Generalization vs. Interpolation

[Thomas H. Hildebrandt]

Hildebrandt --

   "I have come to treat interpolation and generalization as the same
   animal, since obtaining good generalization is a matter of
   interpolating in the right metric space (i.e. the one that best models
   the underlying process)."

Wolpert --

   Certainly I am sympathetic to this point of view. Simple versions
   of nearest neighbor interpolation (i.e., memory-based reasoners) do
   very well in many circumstances. (In fact, I've published a couple of
   papers making just that point.) However it is trivial to construct
   problems where the target function is extremely volatile and
   non-smooth in any "reasonable" metric; who are we to say that Nature
   should not be allowed to have such target functions? Moreover, for a
   number of discrete, symbolic problems, the notion of a "metric" is
   ill-defined, to put it mildly.

I do not presume to tell Nature what to do.  We may consider problems
for which there is no simple transformation from the input (sensor)
space into a (linear) metric space to be "hard" problems, in a sense.

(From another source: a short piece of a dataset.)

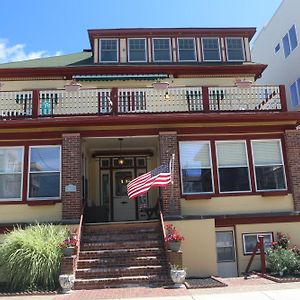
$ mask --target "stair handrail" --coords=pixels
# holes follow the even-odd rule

Discrete problems, which naturally inhibit interpolation, must be
handled by table look-up, i.e. each case treated separately.  However,
table look-up can be considered to be an extreme case of interpolation
-- the transition between one recorded data point and a neighboring
one being governed by a Heaviside (threshold) function rather than a
straight line.

Wolpert --

   I am not claiming that metric-based generalizers will necessarily do
   poorly for these kinds of problems. Rather I'm simply saying that it is a
   bit empty to state that

Hildebrandt --

   "If the form of the underlying metric space is unknown, then it is a
   toss-up whether sigmoidal sheets, RBFs, piece-wise hyperplanar, or any
   number of other basis functions will work best."

Wolpert --

   That's like saying that if the underlying target function is unknown,
   then it is a toss-up what hypothesis function will work best.

   Loosely speaking, "interpolation" is something you do once you've
   decided on the metric. In addition to such interpolation,
   "generalization" also involves the preceding step of performing the
   "toss up" between metrics in a (hopefully) rational manner.

It would be splitting hairs to suggest that the process of choosing an
appropriate set of basis functions be called "learning to generalize"
rather than "generalization".  I could not agree with you more in
thinking that the search for an appropriate basis set is one of the
important open problems in connectionist research.

If nothing is known about the process to be modelled, is there any
more efficient way to select a basis than trial-and-error?

Are some sets of basis functions more likely to efficiently describe a
randomly selected process?  Aside from compactness, what other
properties can be ascribed to a desirable basis?

Given a particular set of basis functions, what criteria must be met
by the underlying process in order for the bases to generalize well?
Can these criteria be tested easily?

These are just a few of the questions that come to mind.  I'll be
interested in any thoughts you have in this area.

				Thomas H. Hildebrandt